Calculate single-cell SBP-relevant enrichment scores and infer statistical significance.

Parameters:

direction (bool) – If True, find gene set relevant to the positive direction of given SBP else negative direction.
gene_size (int) – Number of genes used for scoring.
ctrl_match_key (str) – Gene-level statistic used for matching control and SBP-relevant genes, must be present in adata.uns[‘GENE_STATS’].
weight_opt (str) – Gene-level statistic used for re-weighting SBP-relevant genes, must be present in adata.uns[‘GENE_STATS’].
n_genebin (int) – Number of bins for dividing genes by ctrl_match_key.
return_ctrl_raw_score (bool) – If True, return raw scores for control gene sets.
return_ctrl_norm_score (bool) – If True, return normalized scores for control gene sets.
fdr_method (str) – Method for multiple testing correction.
pval (str) – Column name indicating the cell-level p-values, must be present in self.SBP_scores.
alpha (float) – Significance level for multiple testing correction.
group (str, optional) – Column name indicating the cell groups, based on which p-values are adjusted, must be present in self.adata.obs, only used for group_bh.

Returns:

Results stored in self.SBP_scores.

Return type:

None

References

[1] Zhang, M. J. et al. Polygenic enrichment distinguishes disease associations

of individual cells in single-cell RNA-seq data. Nat. Genet. 54, 1572-1580 (2022).

[2] Fulcher, B. D., Arnatkeviciute, A. & Fornito, A. Overcoming false-positive

gene-category enrichment in the analysis of spatially resolved transcriptomic brain atlas data. Nat. Commun. 12, 2669 (2021).

[3] Hu, J. X., Zhao, H. & Zhou, H. H. False discovery rate control with groups.

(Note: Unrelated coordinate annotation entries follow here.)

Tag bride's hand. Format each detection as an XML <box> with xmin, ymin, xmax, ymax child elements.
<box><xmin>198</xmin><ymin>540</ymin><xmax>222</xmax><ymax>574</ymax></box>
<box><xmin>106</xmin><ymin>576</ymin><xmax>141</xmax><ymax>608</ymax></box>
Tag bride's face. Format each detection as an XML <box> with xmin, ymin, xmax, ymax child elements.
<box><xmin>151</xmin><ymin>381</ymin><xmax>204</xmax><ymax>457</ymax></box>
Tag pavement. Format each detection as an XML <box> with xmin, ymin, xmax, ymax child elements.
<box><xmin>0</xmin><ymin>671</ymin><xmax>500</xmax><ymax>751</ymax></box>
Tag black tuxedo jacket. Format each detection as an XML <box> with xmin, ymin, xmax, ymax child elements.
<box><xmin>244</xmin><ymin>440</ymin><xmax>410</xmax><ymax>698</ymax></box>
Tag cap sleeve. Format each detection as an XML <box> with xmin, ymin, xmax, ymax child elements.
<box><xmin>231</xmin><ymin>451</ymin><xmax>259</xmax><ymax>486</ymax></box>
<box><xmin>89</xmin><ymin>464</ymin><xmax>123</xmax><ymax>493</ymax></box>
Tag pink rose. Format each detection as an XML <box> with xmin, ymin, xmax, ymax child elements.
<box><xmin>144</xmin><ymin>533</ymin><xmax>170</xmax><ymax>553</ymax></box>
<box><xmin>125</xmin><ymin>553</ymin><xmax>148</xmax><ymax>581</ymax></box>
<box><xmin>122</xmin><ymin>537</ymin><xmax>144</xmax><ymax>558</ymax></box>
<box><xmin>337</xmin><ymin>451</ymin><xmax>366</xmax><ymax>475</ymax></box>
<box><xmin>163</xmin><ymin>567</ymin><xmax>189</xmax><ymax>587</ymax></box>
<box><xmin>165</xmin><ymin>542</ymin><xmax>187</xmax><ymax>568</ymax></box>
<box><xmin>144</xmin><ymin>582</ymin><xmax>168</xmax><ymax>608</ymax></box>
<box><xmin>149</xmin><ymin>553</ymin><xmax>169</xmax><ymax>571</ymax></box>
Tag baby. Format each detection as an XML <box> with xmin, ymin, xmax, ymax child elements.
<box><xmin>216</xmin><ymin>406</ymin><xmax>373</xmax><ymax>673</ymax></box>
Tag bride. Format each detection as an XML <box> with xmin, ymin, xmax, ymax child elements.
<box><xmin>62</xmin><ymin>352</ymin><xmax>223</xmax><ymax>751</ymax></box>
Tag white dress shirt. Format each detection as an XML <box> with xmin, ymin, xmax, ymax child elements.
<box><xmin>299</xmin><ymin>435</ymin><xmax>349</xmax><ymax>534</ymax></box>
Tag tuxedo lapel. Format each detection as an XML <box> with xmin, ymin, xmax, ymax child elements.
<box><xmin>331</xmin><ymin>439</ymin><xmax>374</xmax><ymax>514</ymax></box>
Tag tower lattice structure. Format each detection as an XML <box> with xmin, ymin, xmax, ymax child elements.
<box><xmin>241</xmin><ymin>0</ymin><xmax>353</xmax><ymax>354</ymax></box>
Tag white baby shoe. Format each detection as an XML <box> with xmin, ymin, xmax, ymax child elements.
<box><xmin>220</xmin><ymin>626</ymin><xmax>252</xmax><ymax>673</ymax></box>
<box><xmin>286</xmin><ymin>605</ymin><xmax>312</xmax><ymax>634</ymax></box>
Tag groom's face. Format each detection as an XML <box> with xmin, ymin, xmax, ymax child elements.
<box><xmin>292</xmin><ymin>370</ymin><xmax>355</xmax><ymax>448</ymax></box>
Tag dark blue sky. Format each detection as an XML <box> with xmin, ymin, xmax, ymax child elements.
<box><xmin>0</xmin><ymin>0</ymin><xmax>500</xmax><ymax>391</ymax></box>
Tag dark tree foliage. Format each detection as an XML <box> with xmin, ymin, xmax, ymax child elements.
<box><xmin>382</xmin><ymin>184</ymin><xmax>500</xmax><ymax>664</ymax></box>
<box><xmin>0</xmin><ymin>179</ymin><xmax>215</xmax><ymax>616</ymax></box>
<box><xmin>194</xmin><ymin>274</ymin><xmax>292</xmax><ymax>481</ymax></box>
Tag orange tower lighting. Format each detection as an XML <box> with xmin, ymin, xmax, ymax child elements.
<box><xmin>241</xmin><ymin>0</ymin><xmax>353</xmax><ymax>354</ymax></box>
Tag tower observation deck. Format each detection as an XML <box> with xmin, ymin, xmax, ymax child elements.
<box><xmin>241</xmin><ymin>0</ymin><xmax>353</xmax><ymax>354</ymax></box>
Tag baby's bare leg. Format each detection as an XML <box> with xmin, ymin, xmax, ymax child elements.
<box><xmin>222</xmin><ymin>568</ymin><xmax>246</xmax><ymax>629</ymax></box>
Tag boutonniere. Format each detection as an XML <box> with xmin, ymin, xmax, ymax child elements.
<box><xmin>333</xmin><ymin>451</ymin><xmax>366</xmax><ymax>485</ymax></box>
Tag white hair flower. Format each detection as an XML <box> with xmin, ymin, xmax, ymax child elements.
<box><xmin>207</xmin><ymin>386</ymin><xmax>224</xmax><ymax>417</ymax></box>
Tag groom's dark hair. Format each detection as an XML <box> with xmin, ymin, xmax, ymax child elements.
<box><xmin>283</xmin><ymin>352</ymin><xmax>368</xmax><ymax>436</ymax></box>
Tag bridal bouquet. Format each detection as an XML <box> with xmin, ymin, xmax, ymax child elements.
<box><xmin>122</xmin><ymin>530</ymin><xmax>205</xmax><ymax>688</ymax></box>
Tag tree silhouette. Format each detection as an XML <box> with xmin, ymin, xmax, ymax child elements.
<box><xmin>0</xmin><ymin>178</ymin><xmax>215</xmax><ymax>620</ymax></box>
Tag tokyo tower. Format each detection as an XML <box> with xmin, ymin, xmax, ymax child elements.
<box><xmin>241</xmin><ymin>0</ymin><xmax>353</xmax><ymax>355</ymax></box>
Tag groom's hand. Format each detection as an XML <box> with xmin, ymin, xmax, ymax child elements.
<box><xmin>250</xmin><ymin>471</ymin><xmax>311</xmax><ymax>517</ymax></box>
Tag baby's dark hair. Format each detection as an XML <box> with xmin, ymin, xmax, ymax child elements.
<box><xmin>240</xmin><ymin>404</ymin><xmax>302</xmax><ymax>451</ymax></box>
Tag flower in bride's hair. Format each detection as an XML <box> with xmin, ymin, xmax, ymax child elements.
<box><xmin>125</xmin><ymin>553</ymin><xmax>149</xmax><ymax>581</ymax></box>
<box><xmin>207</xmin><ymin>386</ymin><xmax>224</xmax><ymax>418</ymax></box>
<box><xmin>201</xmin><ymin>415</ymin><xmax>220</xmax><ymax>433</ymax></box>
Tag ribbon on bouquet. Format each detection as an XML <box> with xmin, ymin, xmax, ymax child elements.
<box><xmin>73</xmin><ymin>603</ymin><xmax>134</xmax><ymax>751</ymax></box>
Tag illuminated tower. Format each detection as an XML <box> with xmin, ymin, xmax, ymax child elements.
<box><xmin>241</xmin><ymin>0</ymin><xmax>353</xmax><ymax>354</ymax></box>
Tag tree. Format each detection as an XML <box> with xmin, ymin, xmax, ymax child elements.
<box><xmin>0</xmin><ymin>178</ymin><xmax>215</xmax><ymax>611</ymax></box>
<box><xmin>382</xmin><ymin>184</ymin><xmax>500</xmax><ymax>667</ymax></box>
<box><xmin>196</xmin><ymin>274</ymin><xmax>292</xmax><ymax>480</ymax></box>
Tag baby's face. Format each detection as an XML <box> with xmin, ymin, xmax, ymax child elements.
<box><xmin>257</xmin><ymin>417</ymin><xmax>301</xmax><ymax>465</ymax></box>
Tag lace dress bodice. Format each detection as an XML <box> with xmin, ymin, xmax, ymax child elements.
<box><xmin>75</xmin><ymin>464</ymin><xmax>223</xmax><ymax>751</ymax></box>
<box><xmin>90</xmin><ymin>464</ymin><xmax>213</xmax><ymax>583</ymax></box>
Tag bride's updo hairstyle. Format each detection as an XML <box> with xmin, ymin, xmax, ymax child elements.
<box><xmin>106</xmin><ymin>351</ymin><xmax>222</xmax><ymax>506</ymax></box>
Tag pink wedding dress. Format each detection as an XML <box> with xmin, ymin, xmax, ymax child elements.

Am. Stat. Assoc. 105, 1215-1227 (2010).

get_gene_contrib(metric: str = 'VIP', n_boot: int | None = 1000, one_sided: bool = 'True') → None

Compute gene-level contribution to PLS-R prediction and infer gene- level statistical significance against spatial autocorrelation.

Parameters:

metric (str) – The statistical metric to be used. Must be one of {“PLS1”, “RC”, “VIP”}. - PLS1: PLS1 weights. - RC: Regression coefficient. - VIP: Variable importance in projection.
n_boot (int or None, default=1000) – Number of bootstrap iterations to perform if the metric is PLS1.
one_sided (bool) – If True, infer statistical significance via one-sided p-values. Else, use two-sided p-values.

Returns:

Results of this function are stored on self.PLS_report, self.weight_perm and self.sign_perm.

Return type:

None

References

[1] Whitaker, K. J., Vértes, P. E., Romero-Garcia, R & Bullmore, E. T.: Adolescence is associated with genomically patterned consolidation of the hubs of the human brain connectome. Proc. Natl Acad. Sci. USA 113, 9105-9110 (2016).
[2] Wang, Y. et al. Spatio-molecular profiles shape the human: cerebellar hierarchy along the sensorimotor-association axis. Cell Rep. 43, 113770 (2024).
[3] Mahieu, B., Qannari, E. M. & Jaillais, B. Extension and: significance testing of Variable Importance in Projection (VIP) indices in Partial Least Squares regression and Principal Components Analysis. Chemom. Intell. Lab. Syst. 242, 104986 (2023).